Visual social media platforms, such as Pinterest and Instagram, are transforming the landscape of advertising. One of the defining characteristics of our age is the ability of anyone, with internet access, to communicate instantaneously to a global network. Visual narratives transcend the limitations of language while evoking powerful emotional responses from the consumer. They allow for a real-time narrative. In an instant, brands can communicate with billions through shared photos or videos. It is a form of communication that is not lost in translation.
In the world of Instagram and Pinterest, brands are equal opportunity participants with consumers. Brands create stories that entice and capture consumers’ attention to leverage their influence. Users interact with the brand by commenting, liking, or ignoring. In an instant, you know if you have a hit or a dud. When something is a hit, it is popular, but more importantly, it becomes influential. The relationship between brands and consumers has become peer based.
There are defining differential characteristics between Pinterest and Instagram. The two platforms serve different purposes and provide distinct values. Both platforms are B2C driven, but does Instagram win as the more effective of the two? With over 200 million users and growing, maybe. Instagram can be shared vertically across Facebook, Twitter, Google+ and other platforms. Pinterest is about curating and discovering information. Instagram gives you the opportunity to reveal a personal side to your brand and to interact with your audience. Because Pinterest pins to an image or content from an external site, it is best used for driving sales by sharing visual content of products, how to’s, infographics and publications. All this said, Pinterest creates a vast network (web really) that is incredibly valuable in driving sales and boasting SEO. Instagram creates narratives and that may be the characteristic that trumps Pinterest. Instagram defines and shapes brands while Pinterest sells brands.

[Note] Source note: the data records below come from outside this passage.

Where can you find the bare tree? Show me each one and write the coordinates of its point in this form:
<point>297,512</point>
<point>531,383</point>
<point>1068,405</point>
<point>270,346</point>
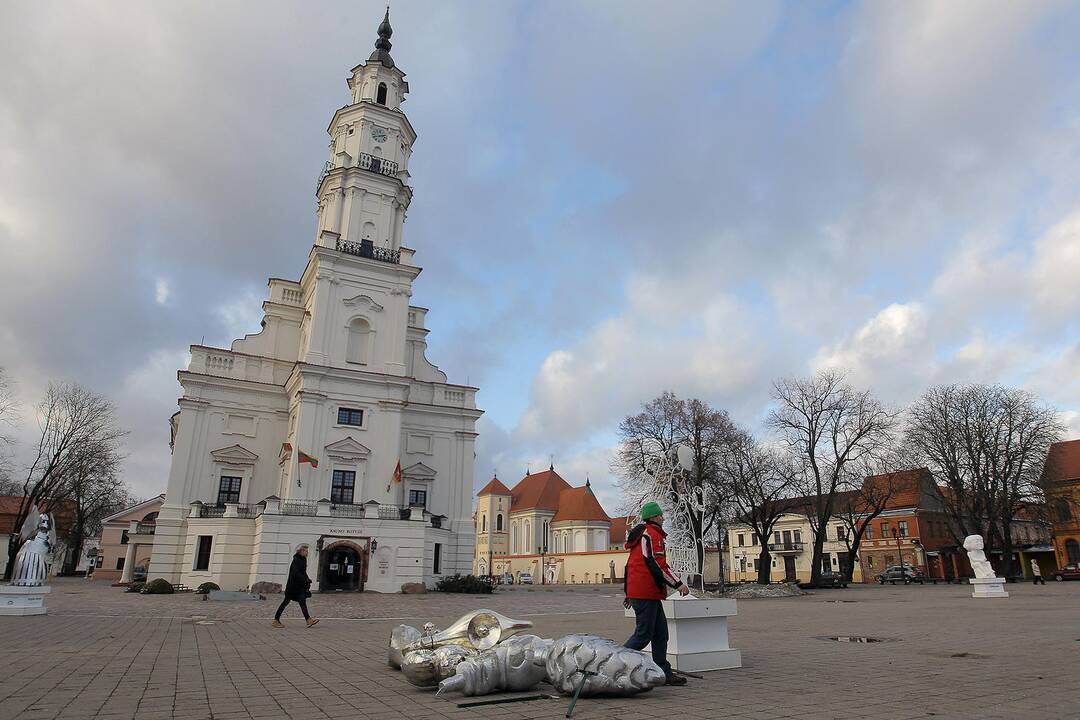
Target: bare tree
<point>649,440</point>
<point>72,421</point>
<point>831,429</point>
<point>989,445</point>
<point>758,478</point>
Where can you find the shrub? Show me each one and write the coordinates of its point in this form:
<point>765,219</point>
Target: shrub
<point>470,584</point>
<point>158,586</point>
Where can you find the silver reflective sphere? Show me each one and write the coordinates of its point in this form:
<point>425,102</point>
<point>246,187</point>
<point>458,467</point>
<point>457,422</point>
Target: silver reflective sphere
<point>400,638</point>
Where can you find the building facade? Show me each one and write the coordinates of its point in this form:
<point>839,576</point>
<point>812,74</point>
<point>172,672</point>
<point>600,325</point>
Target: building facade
<point>1062,480</point>
<point>547,529</point>
<point>329,426</point>
<point>126,543</point>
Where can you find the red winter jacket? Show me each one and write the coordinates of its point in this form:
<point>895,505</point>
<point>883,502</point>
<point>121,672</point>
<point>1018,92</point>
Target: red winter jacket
<point>647,575</point>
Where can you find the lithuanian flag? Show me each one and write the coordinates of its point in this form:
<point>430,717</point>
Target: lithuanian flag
<point>304,457</point>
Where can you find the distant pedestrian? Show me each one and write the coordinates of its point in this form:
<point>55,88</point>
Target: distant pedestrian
<point>296,587</point>
<point>1036,573</point>
<point>647,579</point>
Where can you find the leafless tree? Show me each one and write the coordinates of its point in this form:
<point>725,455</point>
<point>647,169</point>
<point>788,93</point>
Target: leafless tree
<point>73,421</point>
<point>832,430</point>
<point>988,444</point>
<point>651,436</point>
<point>758,478</point>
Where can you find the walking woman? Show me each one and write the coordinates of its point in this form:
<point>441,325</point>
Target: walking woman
<point>296,588</point>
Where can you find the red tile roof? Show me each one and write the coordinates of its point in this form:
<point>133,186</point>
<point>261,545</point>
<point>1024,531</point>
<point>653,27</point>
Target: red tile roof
<point>538,490</point>
<point>579,504</point>
<point>494,488</point>
<point>1063,463</point>
<point>620,527</point>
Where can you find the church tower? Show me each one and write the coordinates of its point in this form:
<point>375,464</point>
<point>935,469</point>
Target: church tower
<point>328,426</point>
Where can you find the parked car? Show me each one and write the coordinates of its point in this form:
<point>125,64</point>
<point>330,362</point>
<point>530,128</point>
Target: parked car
<point>831,579</point>
<point>905,573</point>
<point>1068,572</point>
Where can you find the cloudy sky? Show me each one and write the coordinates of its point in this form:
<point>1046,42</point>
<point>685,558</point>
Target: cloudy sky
<point>612,199</point>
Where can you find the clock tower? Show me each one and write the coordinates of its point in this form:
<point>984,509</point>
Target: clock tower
<point>363,192</point>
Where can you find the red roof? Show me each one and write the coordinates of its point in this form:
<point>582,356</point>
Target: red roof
<point>494,488</point>
<point>620,527</point>
<point>539,490</point>
<point>1063,462</point>
<point>579,504</point>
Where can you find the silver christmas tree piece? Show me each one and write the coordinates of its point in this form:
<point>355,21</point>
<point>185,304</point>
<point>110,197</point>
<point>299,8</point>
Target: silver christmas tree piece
<point>619,670</point>
<point>509,666</point>
<point>427,668</point>
<point>401,638</point>
<point>480,629</point>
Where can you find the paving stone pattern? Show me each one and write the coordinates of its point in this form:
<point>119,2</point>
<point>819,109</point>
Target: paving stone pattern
<point>104,654</point>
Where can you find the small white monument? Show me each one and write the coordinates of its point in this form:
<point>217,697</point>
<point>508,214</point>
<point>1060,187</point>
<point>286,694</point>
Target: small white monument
<point>985,584</point>
<point>26,595</point>
<point>698,634</point>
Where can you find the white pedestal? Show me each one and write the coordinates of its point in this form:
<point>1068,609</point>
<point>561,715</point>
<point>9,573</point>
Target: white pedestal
<point>988,587</point>
<point>698,634</point>
<point>19,600</point>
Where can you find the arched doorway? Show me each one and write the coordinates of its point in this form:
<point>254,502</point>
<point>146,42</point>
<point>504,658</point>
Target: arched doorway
<point>341,568</point>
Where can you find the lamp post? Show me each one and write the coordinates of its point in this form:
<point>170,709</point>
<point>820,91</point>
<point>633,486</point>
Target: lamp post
<point>541,551</point>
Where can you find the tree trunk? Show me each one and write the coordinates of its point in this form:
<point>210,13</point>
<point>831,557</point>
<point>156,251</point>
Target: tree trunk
<point>764,566</point>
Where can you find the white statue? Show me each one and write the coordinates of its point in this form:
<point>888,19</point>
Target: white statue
<point>976,558</point>
<point>38,538</point>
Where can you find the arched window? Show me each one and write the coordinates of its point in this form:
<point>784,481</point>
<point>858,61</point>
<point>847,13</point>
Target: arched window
<point>1072,552</point>
<point>360,341</point>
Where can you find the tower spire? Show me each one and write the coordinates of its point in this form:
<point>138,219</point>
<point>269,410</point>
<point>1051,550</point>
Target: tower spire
<point>382,45</point>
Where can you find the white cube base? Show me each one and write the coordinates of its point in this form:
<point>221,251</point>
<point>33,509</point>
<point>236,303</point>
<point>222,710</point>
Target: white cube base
<point>22,600</point>
<point>698,635</point>
<point>988,587</point>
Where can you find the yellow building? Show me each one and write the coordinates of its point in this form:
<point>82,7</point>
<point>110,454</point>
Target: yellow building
<point>791,551</point>
<point>547,529</point>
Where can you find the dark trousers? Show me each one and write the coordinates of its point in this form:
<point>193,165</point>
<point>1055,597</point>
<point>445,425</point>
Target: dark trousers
<point>301,601</point>
<point>651,627</point>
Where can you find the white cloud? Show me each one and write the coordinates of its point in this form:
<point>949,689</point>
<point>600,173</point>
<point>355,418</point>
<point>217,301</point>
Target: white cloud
<point>161,290</point>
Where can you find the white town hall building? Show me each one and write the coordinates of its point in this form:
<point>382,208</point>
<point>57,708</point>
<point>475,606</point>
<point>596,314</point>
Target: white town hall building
<point>337,374</point>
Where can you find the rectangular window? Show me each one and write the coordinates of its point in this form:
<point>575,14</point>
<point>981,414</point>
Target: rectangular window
<point>350,417</point>
<point>202,553</point>
<point>342,487</point>
<point>228,490</point>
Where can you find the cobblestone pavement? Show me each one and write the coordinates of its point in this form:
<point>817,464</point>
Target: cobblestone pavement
<point>107,655</point>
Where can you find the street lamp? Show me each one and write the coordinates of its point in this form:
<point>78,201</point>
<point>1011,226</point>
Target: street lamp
<point>541,551</point>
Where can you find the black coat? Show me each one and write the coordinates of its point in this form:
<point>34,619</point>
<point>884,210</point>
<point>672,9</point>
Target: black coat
<point>298,582</point>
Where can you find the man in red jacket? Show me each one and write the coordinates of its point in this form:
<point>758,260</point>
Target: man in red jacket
<point>647,582</point>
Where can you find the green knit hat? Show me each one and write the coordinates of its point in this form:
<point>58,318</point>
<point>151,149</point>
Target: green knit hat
<point>650,510</point>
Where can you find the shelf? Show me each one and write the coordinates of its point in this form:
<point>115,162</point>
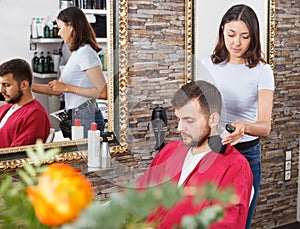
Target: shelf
<point>101,40</point>
<point>59,40</point>
<point>44,76</point>
<point>94,11</point>
<point>46,40</point>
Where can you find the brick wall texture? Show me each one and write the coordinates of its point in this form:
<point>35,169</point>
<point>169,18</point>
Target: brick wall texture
<point>156,71</point>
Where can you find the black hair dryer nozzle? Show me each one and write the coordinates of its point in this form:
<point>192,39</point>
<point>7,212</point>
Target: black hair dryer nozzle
<point>159,126</point>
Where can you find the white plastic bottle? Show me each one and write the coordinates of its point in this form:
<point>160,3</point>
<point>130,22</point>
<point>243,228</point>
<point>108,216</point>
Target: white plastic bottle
<point>105,154</point>
<point>94,147</point>
<point>77,130</point>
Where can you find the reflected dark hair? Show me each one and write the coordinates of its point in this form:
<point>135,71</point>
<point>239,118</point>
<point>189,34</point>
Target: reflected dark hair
<point>208,96</point>
<point>246,14</point>
<point>83,32</point>
<point>19,68</point>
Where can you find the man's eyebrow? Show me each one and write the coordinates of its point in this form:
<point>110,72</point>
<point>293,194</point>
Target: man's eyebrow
<point>231,30</point>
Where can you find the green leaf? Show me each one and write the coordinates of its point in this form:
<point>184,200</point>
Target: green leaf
<point>33,157</point>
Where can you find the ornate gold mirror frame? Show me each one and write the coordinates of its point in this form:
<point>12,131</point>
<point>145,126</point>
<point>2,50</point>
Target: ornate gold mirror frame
<point>14,157</point>
<point>190,39</point>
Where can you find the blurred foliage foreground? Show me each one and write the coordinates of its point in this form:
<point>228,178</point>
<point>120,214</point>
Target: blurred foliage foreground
<point>58,196</point>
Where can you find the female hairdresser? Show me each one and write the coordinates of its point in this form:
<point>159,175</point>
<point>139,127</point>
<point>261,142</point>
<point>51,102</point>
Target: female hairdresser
<point>247,86</point>
<point>81,80</point>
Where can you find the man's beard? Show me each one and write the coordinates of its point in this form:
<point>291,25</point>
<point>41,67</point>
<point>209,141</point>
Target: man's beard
<point>16,98</point>
<point>202,138</point>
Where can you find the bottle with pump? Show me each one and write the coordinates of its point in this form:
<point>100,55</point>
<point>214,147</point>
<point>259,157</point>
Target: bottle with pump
<point>41,63</point>
<point>55,30</point>
<point>105,153</point>
<point>94,147</point>
<point>77,130</point>
<point>35,62</point>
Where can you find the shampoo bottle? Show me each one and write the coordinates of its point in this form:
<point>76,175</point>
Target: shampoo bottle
<point>105,153</point>
<point>94,146</point>
<point>77,130</point>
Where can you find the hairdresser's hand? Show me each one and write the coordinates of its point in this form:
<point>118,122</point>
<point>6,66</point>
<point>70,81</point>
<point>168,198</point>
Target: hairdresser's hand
<point>237,135</point>
<point>57,86</point>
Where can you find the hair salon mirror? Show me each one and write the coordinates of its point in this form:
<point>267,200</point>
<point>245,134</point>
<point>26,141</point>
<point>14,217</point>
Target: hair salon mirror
<point>117,96</point>
<point>202,23</point>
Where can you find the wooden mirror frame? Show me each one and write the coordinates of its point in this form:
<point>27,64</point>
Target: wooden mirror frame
<point>190,37</point>
<point>14,157</point>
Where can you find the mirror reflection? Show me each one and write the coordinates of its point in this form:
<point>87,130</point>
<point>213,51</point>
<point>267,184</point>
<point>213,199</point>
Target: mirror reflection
<point>115,12</point>
<point>199,33</point>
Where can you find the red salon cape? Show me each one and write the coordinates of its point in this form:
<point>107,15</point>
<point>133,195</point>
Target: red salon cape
<point>228,169</point>
<point>27,124</point>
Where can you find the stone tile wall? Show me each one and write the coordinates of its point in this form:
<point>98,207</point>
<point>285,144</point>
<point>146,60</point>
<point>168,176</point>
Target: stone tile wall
<point>156,48</point>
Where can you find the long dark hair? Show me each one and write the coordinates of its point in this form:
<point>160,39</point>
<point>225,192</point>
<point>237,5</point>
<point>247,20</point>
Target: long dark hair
<point>207,94</point>
<point>246,14</point>
<point>83,32</point>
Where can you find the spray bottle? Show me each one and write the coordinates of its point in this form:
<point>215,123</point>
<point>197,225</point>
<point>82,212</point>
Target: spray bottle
<point>94,147</point>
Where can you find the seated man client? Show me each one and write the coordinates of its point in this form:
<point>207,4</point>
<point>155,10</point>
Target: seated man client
<point>23,119</point>
<point>191,161</point>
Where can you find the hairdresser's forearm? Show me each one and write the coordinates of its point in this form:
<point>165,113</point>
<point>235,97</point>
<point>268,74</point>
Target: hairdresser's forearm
<point>43,89</point>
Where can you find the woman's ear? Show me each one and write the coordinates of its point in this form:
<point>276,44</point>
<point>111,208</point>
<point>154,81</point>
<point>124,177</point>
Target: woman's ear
<point>213,120</point>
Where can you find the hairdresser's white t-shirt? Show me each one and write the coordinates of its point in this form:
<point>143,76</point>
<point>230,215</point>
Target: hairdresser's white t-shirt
<point>74,73</point>
<point>239,86</point>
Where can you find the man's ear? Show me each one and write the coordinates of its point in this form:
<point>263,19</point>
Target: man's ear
<point>24,85</point>
<point>213,120</point>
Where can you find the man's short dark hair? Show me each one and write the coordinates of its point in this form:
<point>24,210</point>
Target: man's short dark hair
<point>207,94</point>
<point>19,68</point>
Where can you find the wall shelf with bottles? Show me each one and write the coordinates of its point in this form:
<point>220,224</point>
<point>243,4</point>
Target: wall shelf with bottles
<point>58,40</point>
<point>44,75</point>
<point>94,11</point>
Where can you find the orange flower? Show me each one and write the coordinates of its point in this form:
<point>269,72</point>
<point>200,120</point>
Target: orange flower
<point>61,194</point>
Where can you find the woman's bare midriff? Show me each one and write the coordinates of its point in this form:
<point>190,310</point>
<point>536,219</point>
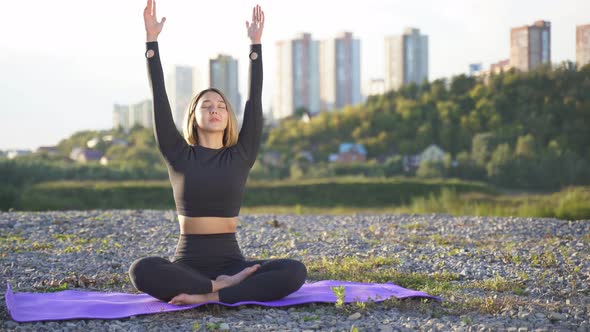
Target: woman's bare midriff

Instagram’s power to influence resides in its ability to tell a personal interactive story. Pinterest is a consumer driven platform that through an organic process leverages what the consumer likes to the product’s benefit. Both platforms are signposts pointing to the end of traditional advertising, a phenomena that began with the birth of Google. In a moment, anyone with social media savvy has the power to influence billions. We are now entering a world not lost in translation where both the “consumer” and the “brand” can interact amongst each other.